Friday, March 23, 2012

China's One-Child Policy's Ripple Effect on Singapore and Beyond?

Outrageous. On Sunday, 18 March 2012, a PRC couple attempted to kidnap a Singaporean boy in the suburbs of Ang Mo Kio. Read reports here(CNA), here(ST), or here(inSing).

It is shocking that such an attempt was carried out in a public mall, during a Sunday afternoon with an ongoing event and high human traffic. The PRC couple was so brazen to strike during the few seconds a child was unsupervised, and if it were not for the mother's immediate confrontation with the PRC woman leading her son away, who knows what would have happened to the boy.

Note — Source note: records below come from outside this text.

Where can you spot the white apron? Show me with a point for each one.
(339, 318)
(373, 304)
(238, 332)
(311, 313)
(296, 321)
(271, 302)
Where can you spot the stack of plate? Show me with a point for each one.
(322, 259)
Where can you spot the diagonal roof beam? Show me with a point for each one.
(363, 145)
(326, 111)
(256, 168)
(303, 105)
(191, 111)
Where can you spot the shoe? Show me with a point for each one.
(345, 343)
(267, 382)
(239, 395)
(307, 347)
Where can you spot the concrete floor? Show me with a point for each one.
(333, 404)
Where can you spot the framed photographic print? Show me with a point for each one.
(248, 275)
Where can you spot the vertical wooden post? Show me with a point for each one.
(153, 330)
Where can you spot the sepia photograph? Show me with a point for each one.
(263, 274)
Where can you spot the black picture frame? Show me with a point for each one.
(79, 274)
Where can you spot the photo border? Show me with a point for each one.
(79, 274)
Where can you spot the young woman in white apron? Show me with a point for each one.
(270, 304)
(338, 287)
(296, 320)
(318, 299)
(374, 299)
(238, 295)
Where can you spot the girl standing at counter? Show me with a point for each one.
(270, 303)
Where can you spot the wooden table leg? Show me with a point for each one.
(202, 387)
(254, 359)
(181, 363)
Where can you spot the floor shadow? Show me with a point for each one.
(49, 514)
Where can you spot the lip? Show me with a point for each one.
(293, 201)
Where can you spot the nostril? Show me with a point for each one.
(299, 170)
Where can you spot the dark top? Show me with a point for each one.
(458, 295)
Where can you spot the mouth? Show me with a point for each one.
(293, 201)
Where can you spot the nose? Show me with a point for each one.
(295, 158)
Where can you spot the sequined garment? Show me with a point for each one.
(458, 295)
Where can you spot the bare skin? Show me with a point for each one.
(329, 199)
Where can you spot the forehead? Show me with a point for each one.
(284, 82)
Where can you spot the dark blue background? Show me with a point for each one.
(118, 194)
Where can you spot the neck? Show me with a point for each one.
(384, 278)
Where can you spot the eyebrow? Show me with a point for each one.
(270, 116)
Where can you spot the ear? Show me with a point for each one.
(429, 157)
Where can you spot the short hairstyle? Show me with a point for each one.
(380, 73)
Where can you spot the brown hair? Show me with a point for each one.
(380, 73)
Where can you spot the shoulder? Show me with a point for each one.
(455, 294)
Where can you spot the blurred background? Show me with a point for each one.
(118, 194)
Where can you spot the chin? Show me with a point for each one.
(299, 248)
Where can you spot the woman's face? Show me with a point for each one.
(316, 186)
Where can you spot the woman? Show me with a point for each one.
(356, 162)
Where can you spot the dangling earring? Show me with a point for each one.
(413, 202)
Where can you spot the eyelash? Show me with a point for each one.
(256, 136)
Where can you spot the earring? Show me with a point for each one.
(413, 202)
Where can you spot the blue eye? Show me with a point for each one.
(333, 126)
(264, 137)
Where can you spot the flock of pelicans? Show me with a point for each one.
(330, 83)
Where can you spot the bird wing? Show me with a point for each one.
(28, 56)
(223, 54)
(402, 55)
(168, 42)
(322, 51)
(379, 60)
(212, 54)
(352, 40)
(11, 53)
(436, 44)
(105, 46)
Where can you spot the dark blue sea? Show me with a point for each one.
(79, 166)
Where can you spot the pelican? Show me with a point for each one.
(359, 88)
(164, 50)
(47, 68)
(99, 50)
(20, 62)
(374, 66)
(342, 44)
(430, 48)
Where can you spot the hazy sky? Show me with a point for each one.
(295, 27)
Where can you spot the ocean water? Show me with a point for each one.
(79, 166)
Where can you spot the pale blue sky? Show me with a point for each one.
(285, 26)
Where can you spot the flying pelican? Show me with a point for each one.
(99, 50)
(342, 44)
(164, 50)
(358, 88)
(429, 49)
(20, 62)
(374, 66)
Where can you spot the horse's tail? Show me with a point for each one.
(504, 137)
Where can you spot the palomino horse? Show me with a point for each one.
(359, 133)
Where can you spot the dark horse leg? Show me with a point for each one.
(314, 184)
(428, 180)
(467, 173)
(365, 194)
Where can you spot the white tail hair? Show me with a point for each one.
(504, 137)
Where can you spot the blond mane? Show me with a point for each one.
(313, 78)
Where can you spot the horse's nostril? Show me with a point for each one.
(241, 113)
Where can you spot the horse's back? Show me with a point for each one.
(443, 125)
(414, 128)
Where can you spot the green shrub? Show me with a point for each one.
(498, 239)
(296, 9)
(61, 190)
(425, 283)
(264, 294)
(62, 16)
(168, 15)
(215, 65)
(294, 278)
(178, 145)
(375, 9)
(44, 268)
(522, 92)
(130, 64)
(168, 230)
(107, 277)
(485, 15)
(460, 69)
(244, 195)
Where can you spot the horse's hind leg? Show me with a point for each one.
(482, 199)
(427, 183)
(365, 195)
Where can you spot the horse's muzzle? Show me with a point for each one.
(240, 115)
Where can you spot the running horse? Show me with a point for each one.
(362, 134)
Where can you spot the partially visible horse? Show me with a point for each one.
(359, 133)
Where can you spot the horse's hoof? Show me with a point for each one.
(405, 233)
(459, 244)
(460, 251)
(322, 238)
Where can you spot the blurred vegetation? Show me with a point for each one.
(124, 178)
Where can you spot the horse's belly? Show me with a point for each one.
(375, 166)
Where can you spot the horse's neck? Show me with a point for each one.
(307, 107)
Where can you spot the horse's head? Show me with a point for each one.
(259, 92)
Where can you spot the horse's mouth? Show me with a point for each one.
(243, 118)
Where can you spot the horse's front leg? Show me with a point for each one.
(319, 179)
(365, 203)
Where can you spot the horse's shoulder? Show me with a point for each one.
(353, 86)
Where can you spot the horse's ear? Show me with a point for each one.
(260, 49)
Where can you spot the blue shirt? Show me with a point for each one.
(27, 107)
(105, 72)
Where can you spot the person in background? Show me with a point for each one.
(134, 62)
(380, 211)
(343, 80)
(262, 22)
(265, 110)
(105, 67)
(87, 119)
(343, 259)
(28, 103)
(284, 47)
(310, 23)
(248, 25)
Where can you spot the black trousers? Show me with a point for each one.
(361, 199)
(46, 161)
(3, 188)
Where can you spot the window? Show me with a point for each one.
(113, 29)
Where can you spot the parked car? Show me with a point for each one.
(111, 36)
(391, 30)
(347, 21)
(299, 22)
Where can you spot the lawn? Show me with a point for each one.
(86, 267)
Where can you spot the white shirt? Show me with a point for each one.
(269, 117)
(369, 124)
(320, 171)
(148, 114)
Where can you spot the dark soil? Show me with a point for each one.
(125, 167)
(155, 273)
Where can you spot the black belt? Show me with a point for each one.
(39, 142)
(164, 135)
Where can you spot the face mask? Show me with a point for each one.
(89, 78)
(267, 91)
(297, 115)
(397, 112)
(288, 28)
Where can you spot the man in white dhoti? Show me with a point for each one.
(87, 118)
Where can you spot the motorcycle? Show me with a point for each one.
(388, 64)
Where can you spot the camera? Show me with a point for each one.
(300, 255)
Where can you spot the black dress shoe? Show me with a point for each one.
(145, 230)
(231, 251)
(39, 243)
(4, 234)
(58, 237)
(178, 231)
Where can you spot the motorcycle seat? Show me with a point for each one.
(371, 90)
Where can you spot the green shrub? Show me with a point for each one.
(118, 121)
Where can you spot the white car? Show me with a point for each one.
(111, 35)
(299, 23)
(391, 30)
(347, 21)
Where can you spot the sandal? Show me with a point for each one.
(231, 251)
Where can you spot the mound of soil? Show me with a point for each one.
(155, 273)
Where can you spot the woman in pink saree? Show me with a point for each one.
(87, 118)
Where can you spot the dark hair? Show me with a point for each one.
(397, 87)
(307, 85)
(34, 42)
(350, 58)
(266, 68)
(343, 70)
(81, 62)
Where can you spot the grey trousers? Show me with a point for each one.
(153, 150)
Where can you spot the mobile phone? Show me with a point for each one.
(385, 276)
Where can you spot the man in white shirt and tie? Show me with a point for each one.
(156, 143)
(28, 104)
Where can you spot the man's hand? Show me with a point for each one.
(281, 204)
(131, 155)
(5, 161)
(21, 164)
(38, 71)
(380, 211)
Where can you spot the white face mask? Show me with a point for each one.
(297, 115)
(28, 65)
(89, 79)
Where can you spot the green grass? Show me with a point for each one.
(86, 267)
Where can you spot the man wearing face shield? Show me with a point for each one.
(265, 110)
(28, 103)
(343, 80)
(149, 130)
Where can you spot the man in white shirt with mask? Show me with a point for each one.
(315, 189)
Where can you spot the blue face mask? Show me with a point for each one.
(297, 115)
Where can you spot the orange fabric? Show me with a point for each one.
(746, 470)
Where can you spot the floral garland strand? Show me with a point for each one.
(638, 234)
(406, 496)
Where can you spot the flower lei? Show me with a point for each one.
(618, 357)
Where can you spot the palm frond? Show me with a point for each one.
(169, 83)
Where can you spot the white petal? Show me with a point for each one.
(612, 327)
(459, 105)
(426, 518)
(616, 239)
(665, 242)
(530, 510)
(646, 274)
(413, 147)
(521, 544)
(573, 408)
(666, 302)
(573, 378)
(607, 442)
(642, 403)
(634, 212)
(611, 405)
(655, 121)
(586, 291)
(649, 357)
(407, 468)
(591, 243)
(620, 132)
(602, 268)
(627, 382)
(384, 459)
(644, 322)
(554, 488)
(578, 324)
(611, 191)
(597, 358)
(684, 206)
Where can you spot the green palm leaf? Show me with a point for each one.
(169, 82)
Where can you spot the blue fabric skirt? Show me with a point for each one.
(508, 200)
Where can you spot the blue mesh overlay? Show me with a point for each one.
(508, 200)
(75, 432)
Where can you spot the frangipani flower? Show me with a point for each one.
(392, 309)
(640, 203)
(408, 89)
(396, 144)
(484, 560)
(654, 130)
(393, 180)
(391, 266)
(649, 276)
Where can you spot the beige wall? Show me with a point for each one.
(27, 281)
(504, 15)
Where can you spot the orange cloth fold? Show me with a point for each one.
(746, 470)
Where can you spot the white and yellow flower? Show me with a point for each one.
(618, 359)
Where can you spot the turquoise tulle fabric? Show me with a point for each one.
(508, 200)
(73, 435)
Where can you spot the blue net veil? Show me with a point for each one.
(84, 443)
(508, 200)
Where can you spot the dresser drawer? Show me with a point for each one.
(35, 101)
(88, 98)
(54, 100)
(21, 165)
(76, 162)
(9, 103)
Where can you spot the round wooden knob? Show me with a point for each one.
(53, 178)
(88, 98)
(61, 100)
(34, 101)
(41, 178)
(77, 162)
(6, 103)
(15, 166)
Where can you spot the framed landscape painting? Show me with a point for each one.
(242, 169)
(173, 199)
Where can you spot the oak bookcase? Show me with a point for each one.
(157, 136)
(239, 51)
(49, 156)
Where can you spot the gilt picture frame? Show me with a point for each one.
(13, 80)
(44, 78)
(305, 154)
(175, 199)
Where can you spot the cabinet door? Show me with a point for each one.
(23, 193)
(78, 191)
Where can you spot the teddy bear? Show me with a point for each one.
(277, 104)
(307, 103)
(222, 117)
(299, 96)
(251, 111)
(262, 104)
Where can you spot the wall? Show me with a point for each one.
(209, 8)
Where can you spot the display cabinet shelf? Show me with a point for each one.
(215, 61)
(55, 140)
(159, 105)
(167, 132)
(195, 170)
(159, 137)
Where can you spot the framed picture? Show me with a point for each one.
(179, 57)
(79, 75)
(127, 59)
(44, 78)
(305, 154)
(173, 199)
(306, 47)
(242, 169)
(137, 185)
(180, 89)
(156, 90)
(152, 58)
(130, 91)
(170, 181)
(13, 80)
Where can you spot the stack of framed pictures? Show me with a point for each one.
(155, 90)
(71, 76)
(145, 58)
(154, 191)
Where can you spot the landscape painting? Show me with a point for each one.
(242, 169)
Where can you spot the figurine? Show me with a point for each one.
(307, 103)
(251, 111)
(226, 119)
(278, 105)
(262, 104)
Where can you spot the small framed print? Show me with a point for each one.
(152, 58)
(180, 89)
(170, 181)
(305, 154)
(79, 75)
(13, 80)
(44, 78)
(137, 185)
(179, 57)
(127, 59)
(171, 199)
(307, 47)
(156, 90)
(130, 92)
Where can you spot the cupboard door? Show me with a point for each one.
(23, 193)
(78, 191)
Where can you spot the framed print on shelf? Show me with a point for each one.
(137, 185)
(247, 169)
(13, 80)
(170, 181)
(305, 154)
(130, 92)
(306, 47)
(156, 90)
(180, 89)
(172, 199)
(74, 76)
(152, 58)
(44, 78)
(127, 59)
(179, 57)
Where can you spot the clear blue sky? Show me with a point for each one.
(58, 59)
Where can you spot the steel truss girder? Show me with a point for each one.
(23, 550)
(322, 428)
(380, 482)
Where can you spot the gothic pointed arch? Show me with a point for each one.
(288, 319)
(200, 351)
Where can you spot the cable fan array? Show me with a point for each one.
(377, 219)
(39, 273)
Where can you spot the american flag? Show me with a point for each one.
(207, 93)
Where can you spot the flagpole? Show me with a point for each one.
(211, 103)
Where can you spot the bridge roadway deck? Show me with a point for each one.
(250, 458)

In China, the strict One-Child Policy restricts parents to only one child, and when compounded with the traditional Chinese preference of a male heir, adoptions of baby boys are commonplace and highly sought after. In this article (China frees 24,000 abducted women, kids in 2011), the report stated that the PRC Ministry of Public Security said that Chinese police have rescued 8,660 children and 15,458 women in 2011.

These children and women are all victims of human trafficking, and more than 2,000 children were discovered to have been abducted and sold for adoption. Additionally, adoption in China is seemingly less-regulated (there is a China Center of Adoption Affairs overseen by the Ministry of Civil Affairs) where couples can adopt children from any source.

Tellingly, the article also paints a grim picture of the fates of children and women abducted by human traffickers. Abducted women are forced into prostitution, even all the way to freaking Angola (which is in Africa by the way), and in 2007, Chinese authorities discovered and freed thousands of people forced into slave labour in brickyards and mines.

Read more about Slave Labour in China here(Time World/Slave Labor in China Sparks Outrage) and here(New York Times/Child slave labor revelations sweeping China).

In short, victims of human trafficking in China end up either as adopted children, slaves, or prostitutes (for the women only, I hope). And so far, all reported cases of abduction were domestic and confined within Chinese borders and territories. And if the PRC couple are part of a global syndicate, expanding abduction operations outside of China, I shudder to consider the consequences. Will more children be led away by women misleading them into believing that she will bring them back home, or worse, forcibly kidnapped or bought from impoverished and rural families in our neighbouring nations?